Like most expats on their respective adventures, South Africans transfer money home for many reasons, from paying off a bond to settling personal accounts and investing in overseas business opportunities (lest we forget paying your pops back that R25k you borrowed to head to London in the first place). High-street banks are the de facto point of call for these transfers, occupying the primary spot in the competition for your money. Yet somewhat surprisingly, studies show that the average UK resident pays more than £300 million a year in bank fees and charges for overseas transfers alone.
Up until recently, this has been fairly understandable. One of the biggest reasons why banks have occupied the undisputed top spot in the international remittance arena is because many people have trouble trusting online services of any kind, let alone forex agents.

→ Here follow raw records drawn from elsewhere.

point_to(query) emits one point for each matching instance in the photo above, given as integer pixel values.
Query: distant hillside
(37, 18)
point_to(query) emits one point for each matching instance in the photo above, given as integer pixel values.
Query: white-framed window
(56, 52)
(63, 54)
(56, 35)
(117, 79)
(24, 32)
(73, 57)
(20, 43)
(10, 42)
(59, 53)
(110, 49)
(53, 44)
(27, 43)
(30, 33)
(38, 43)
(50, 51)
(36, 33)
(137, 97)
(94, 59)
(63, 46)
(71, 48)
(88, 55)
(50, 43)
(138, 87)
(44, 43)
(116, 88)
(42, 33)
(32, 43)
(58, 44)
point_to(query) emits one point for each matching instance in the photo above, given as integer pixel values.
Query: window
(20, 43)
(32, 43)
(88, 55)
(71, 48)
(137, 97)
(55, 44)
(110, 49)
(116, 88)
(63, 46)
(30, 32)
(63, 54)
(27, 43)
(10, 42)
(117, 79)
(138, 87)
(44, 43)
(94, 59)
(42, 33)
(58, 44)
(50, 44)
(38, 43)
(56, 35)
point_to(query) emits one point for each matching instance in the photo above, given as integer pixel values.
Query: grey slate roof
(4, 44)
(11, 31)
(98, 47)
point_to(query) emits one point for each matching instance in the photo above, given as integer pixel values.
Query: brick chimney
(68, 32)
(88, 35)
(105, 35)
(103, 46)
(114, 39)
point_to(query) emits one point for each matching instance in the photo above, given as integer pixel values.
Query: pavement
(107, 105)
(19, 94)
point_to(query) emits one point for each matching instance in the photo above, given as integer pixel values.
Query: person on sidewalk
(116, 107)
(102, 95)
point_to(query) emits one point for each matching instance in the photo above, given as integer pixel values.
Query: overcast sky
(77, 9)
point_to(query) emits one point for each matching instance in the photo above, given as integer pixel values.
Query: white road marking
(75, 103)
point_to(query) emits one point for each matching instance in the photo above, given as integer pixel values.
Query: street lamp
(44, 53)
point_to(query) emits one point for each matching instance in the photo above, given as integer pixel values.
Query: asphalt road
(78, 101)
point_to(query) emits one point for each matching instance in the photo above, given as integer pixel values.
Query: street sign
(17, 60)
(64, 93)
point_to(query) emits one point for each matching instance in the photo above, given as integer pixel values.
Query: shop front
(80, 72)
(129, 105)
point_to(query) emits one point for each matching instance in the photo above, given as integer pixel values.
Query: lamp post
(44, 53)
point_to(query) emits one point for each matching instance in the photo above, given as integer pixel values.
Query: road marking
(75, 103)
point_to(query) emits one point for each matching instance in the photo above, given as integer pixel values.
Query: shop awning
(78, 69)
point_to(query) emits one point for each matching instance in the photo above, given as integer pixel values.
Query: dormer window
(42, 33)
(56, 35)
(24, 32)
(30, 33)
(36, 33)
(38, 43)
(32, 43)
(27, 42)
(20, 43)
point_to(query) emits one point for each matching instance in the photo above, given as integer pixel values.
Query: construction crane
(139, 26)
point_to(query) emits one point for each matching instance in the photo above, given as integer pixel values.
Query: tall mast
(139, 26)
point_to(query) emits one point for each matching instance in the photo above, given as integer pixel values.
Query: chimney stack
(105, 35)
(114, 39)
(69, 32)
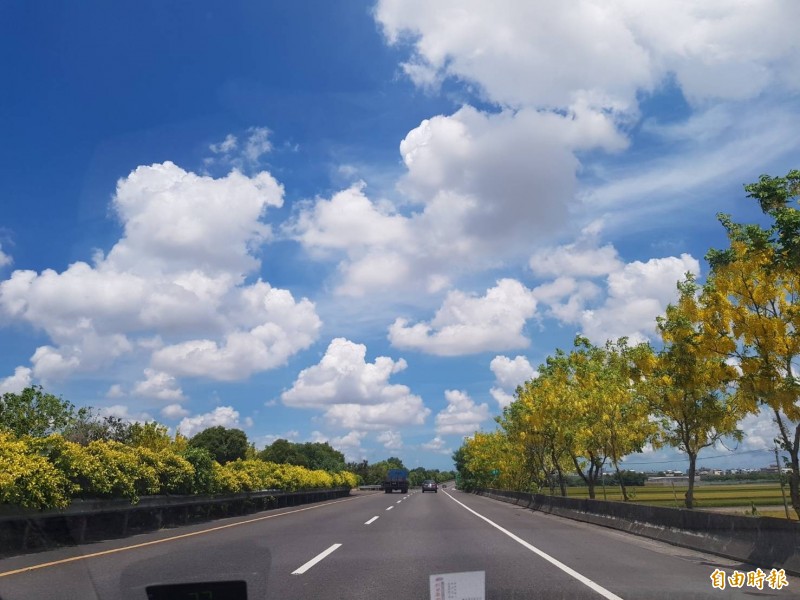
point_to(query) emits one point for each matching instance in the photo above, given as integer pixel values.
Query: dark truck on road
(396, 479)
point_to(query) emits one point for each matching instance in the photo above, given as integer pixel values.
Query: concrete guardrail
(765, 542)
(22, 530)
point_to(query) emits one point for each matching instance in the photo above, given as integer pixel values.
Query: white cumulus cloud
(509, 373)
(5, 259)
(356, 394)
(17, 382)
(461, 416)
(468, 324)
(172, 291)
(391, 440)
(158, 385)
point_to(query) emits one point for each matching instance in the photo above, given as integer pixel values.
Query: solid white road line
(569, 571)
(315, 560)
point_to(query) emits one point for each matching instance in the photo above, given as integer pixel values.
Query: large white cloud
(627, 300)
(480, 186)
(348, 444)
(356, 394)
(467, 324)
(172, 289)
(637, 294)
(17, 382)
(547, 52)
(158, 385)
(509, 373)
(461, 416)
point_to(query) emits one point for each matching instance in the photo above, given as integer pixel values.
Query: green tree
(224, 445)
(689, 383)
(753, 296)
(34, 412)
(88, 426)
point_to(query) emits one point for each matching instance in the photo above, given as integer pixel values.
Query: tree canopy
(223, 444)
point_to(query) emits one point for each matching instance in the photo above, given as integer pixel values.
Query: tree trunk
(621, 483)
(586, 479)
(794, 476)
(689, 498)
(562, 484)
(793, 448)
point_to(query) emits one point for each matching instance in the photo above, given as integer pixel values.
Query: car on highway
(429, 485)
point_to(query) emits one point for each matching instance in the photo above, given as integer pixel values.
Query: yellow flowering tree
(753, 297)
(689, 381)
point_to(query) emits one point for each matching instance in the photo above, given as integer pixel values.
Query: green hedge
(49, 472)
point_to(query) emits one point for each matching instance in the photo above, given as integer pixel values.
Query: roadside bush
(203, 478)
(175, 474)
(28, 479)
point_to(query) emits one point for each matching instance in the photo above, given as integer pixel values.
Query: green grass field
(706, 496)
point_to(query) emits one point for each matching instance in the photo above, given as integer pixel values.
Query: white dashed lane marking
(315, 560)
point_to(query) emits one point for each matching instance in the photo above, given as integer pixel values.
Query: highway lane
(384, 545)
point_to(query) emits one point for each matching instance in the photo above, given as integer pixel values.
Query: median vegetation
(730, 347)
(51, 453)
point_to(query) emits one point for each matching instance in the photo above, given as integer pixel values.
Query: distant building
(670, 480)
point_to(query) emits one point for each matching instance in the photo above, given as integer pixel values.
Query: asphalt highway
(375, 545)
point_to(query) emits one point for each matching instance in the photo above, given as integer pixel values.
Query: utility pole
(780, 478)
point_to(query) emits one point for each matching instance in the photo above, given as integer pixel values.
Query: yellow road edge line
(169, 539)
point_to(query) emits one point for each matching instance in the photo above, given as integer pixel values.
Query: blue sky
(367, 222)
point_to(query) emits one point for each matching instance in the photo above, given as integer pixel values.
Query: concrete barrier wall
(83, 521)
(763, 541)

They know that banks have been around for a long time and are highly regulated. By the same token, they’re often unsure how to tell if a website is safe – let alone a company that alleges to offer cheaper exchange rates than your average bank. Compounding this is that a lot of people genuinely believe that banks are the cheapest way to transfer money, when, in truth, bank fees come in all shapes and sizes, from transfer charges and commissions to receiving fees at the destination bank.
It’s not uncommon for a UK bank to charge up to £30 to transfer your funds, while in South Africa you can be charged up to R500 to receive your funds (the good news is that a good forex service provider should only charge you around £10 when you transfer £1,000, removing receiving fees from the equation altogether). So if for instance you were transferring £1,000 to South Africa, the recipient would receive around R16,329.50 if you transferred through a bank, compared to R17,325.00 through a reputable forex provider (once you take the exchange rate and fees into account). For larger transactions – for instance when purchasing property, the saving would obviously be even more substantial.
High-street banks also tend to set their exchange rates only once or twice a day. In order to cover their bases and ensure maximum profitability, they hike the spreads to allow for volatility throughout the day. Some banks also advertise an interbank exchange rate – the rate at which they trade with one another. This may seem like the ideal rate, but it’s by no means the rate you receive when you transact through them. It is, at best, a representative rate that’s in constant flux and impossible to predict. Whether you choose a bank or a forex service provider, if we can offer you one bit of advice, it’s to make sure the rate you see is locked in, competitive, and represents the actual rate you will receive when you click “transfer”.